Have you ever participated in a Kaggle competition? Have you ever wondered what it takes to win one or to become a Kaggle Grandmaster? H2O.ai’s Senior Data Scientist, Nikhil Kumar Mishra, recently achieved the Kaggle Grandmaster title with his 5th Gold in competitions. He spoke to Analytics Vidhya following the win to share with us his journey, struggles, milestones, and what it’s like to be a Kaggle Grandmaster.
And here’s the interview.
Nikhil Mishra (NM): Thank You. I think it’s been a dream for me since the time I started with data science, which is when I started participating in competitions. So yeah, it’s finally a dream come true and I think it’s the same feeling for most competitive data scientists out there when they become a Grandmaster – it’s just pure happiness and excitement.
NM: I think my journey is similar to many data scientists back at that time. We started with Andrew Ng’s famous Machine Learning course, which everyone said ‘If you know this, you probably know more than what half the engineers know’ or so, which was motivational for us. Around the same time, I discovered that data science competitions were a good way to earn money – although I never made any money in the first 3 or 4 years.
There were hackathons going on in college at that time. And although I was not too good at those hackathons, I was interested in data science. So I started participating in data science competitions on platforms like Analytics Vidya and Kaggle obviously. That’s where I came across people like Rohan Rao, SRK, Sahil Verma, and Mohsin – who were all No.1 on Analytics Vidhya at that time. I saw them doing well in almost every competition and felt if they could do it, then maybe even I could. So, that just kept me going.
I’m not going to lie, initially, it was the money that got me into competing. But even when you lose you learn something from it. And when you win, you invest it back in – buy more GPUs, or more cloud computing time, or a better system. It’s a cycle of investing and making money out of it.
The other motivation is the opportunity to try out the latest technology in the field and learn about data science as it evolves. Kaggle competitions let you do that and they also teach you things that you may later use in your work as well. So, I guess, that’s what keeps me going.
NM: I probably don’t remember my first competition so much, but I do remember one competition vividly, which I seriously took part in Kaggle for a month and a half. It was a Microsoft Malware Prediction competition in which we were placed 25th. What makes it memorable is that it was the first time I collaborated with so many people, and that too from different countries.
One of my teammates was from Vietnam, another was from England, and the third was from the US. Also, they were all very senior to me. Seeing this aspect of competitions, where you get to collaborate with people all over the world, and learn from them – was also very motivating for me.

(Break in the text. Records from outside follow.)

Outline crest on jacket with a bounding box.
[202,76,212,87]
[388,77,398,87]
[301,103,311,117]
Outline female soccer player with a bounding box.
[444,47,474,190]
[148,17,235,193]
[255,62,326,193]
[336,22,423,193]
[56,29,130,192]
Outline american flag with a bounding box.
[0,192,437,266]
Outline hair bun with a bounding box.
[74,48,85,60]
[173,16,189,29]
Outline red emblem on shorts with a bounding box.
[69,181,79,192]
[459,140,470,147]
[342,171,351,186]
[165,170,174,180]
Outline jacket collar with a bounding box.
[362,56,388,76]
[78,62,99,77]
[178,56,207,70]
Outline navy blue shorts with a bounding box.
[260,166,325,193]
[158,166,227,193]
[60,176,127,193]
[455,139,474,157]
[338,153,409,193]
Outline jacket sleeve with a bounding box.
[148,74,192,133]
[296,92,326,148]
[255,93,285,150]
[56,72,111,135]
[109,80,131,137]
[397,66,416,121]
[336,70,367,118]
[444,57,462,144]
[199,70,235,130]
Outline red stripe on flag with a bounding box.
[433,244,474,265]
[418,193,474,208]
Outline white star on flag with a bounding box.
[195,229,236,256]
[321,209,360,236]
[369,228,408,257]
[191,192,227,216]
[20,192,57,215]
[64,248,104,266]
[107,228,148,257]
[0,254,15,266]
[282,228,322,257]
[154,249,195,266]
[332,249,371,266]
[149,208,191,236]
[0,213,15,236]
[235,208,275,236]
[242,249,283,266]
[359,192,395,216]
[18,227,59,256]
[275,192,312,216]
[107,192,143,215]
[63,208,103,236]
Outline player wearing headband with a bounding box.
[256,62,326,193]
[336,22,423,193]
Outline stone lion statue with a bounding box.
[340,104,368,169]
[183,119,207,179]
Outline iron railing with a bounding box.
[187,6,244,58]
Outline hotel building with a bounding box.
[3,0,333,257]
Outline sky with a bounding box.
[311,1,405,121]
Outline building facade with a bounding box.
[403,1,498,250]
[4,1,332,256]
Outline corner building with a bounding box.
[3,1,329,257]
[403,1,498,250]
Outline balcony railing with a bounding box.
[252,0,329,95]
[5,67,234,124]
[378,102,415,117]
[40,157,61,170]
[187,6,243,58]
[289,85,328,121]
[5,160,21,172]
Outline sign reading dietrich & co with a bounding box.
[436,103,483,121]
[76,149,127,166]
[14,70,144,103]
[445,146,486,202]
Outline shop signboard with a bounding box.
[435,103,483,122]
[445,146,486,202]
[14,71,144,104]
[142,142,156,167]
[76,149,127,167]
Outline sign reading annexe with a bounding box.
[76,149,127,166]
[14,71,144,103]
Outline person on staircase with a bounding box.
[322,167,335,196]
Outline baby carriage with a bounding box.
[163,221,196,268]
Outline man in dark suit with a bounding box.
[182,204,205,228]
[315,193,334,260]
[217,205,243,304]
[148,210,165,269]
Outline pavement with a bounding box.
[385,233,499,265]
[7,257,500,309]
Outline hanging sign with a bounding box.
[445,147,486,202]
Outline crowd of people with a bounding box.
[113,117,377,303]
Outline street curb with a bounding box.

NM: My first win, I think 4000 or 5000 rupees, which felt okay. But seeing yourself on the top of the leaderboard for the first time, that too after so many days, so many attempts – that was something. I think there were 3 or 4 times before that when I came in the top 2 or top 3, or even No. 1 on the public leaderboard. But then I kept falling on the private leaderboard. So finally when I came on top of the private leaderboard, it was a surreal feeling. It was like, “Okay, even I can do this!”
NM: Firstly, as I mentioned, Kaggle competitions are very much about collaboration. I think when you collaborate with people from different parts of the world or different walks of life, you get to learn a lot. You get to see through other people’s minds – how they think, how they try to solve problems. And when you put that into your own strategies, I think it makes you 4x or 5x of what you already are.
The second thing about competitions which I really like is that you have to try a lot of things in a very short period of time. That really helps you evolve as a data scientist. You see, in most of the projects we do ourselves, we have a lot of time to work, but we don’t have some leaderboard to race against. So we usually take it slowly. We try a few experiments and see if they work or reset till we are satisfied with the results. But for competitions, you have so many different things to try in a very short period of time. So the learnings you get in a competition are much more and much better than when you do just things by yourself at work.
The third thing that I think these competitions really help with, is your career. At least for me, my entire journey, all the jobs I got, were all because of the references that I did well in competitions. They were because people knew me from competitions and they saw that I was good at competitions. It helped me build a good network of helpful data scientists and friends. That’s a great takeaway for beginners and aspiring data scientists.
NM: As I mentioned earlier, In Kaggle competitions you constantly have to evolve in a very short period of time because you’re racing against a lot of people and even the smallest differences matter. But in the real world, you don’t know the limits, and probably you might get satisfied after reaching some certain accuracy in your model. And then you say okay, ‘this is enough.’ But for a competition, you’ll have to constantly try out a lot of things; you’ll have to constantly push yourself to be better. And after you compete on a few platforms, you will feel that the projects in the real world become much more simpler to you because you know what to try and what will work, because you have tried it before.
Another thing is, in Kaggle, it’s always about the state-of-the-art solutions. Even if the problems are simple, the solutions are cutting-edge or beating edge. You have the best and latest technologies at your fingertips to try out and see if they work. That is one really big advantage of Kaggle, which you don’t get otherwise.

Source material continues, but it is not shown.